More subtle and confusing to beginners is that:

c=”3”

looks like a number but it is represented as a character. Put simply, the bit pattern that represents integer 3 and character “3” are quite different.

Beginners often find the distinction between a character string that looks like a number and a number as being a silly one. They also often regard the distinction between floating point and integer as equally silly and many languages do their best to cover up the internal representations.

Their philosophy can be summed up as:

If it looks like a number then it behaves like a number, and an integer is just a floating point that doesn’t have a fractional part.

To an experienced programmer this is seen as a backward step but it isn’t. Why should the average working programmer be bothered with the details of how data is represented and stored? It is a move towards abstraction to regard everything that looks like a number as a number, and not to distinguish different types of number, even.

Of course these differences still exist but its up to the compiler to deal with them and shield us from them.

Python doesn’t do this but it is still slightly different from other languages. It has three types of number, integers, floating point and complex numbers. It also distinguishes between general integers and booleans which are restricted to be 0 or 1.

Python integers are strange in that they work with an arbitrary number of digits. You can use:

a=123456789012345678901234567890
print(a*2)

and you can keep typing digits and the arithmetic will be done accurately. Most other languages have a very fixed limit on the number of digits you can use and you can write arithmetic expression that can overflow the representation i.e. you can get a result that is too big to represent.

Of course in practice there will be a limit and you will get an overflow but it varies according to the hardware and Python system.

Similarly, Python’s floating point numbers are implemented to fit in with the hardware or the operating system. Generally double precision floating point IEEE standard numbers.

It is worth pointing out that Python doesn’t make a distinction between primitive data types and other data types. Remember, everything in Python is an object and everything is on an equal footing.

Of course for reasons of efficiency this is mostly an illusion and integers, floats and complex numbers are implemented differently from a general object. These are matters of implementation and you are better off ignoring them as much as possible.
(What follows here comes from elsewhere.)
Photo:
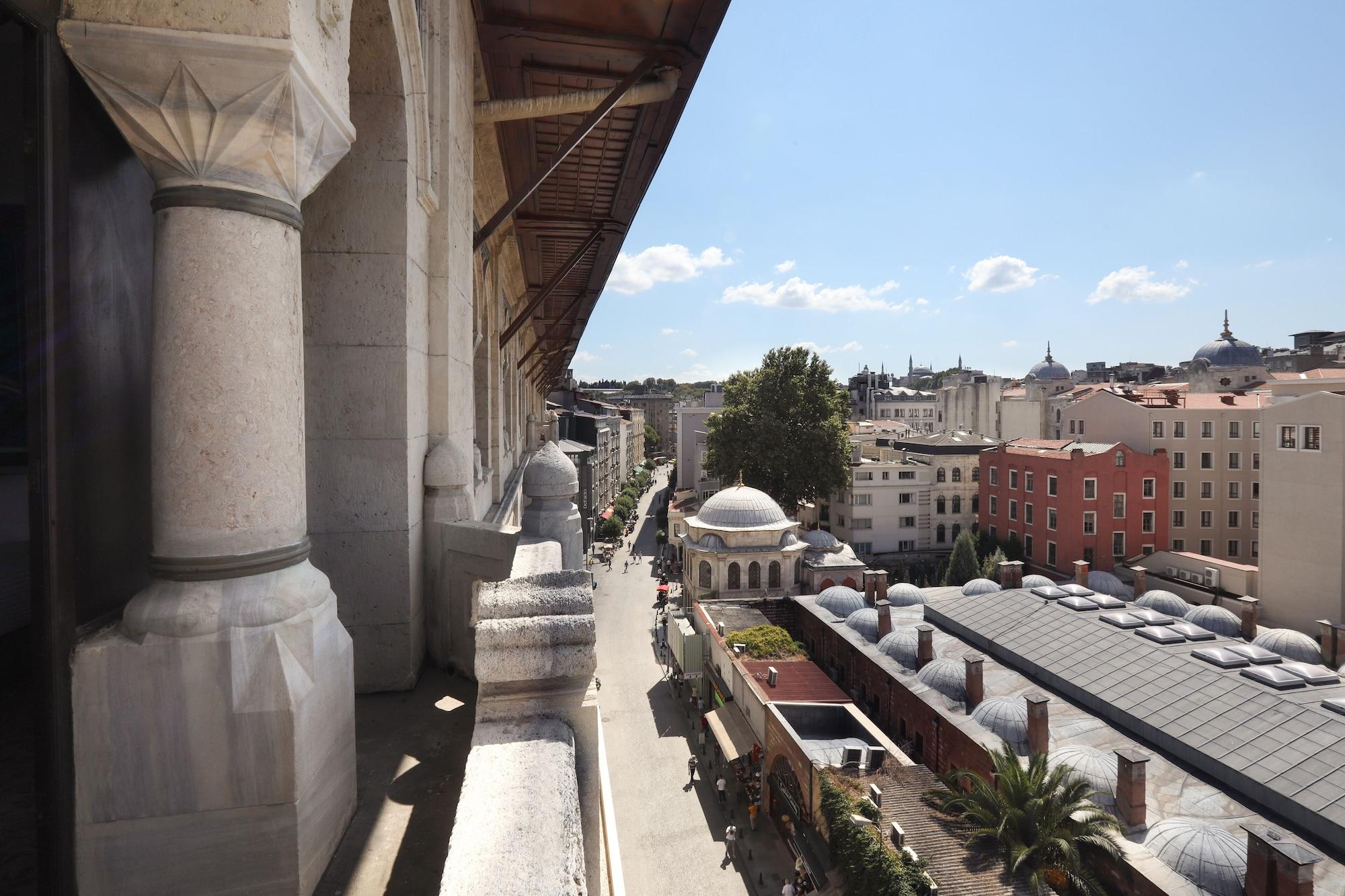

The point is that this is where the idea of type originates. At its most basic a data type is a way of representing something, and it is that representation that determines what operations you can use without having to convert to some other type.

For example you can perform arithmetic on numbers but not on characters that just happen to look like numbers.

Put simply, type tells you the operations that you can perform.

By declaring the type of an object you specify exactly what operations you can use and what methods you can call.

Class-Based Type

Now it is time to move on to the much wider concept of type that you find in all strongly-typed, class-based languages. In what follows the examples are given in a C++ or Java like class-based language to contrast with Python.

In most class-based languages, classes are considered to be types and not objects.

In a class-based language declaring a class also creates a new data type.

That is: 

Class MyClassA(){
  lots of properties
}

not only creates a new class, it also adds the new data type MyClassA to the type system.

In this system of doing things objects are of a particular type, and variables have to be declared as a particular type, and a variable can only reference objects of that type.

Now when you declare a variable of the type:

MyClassA myVariable;

the system knows what myVariable is referring to.

This allows the system to check that when you write:

myVariable.myProperty

that myProperty is indeed a property that is defined on the type. If it isn't then you get a compile-time error which you can correct before it throws a runtime error.

Contrast this with Python or any untyped language where myVariable can reference any object and hence you cannot deduce that:

myVariable.myProperty

is valid simply by reading it.

You can usually deduce its validity by reading the rest of the program, however. Strong typing makes this aspect of static analysis easier but this comes at a cost.

Notice that type occurs in two ways – a variable has a declared type and an object is of a particular type. 

At its simplest the strong typing simply enforces the rule that a variable can only reference an object of its declared type.

That is, an instance of a class has a type and only a variable of the same type can reference it.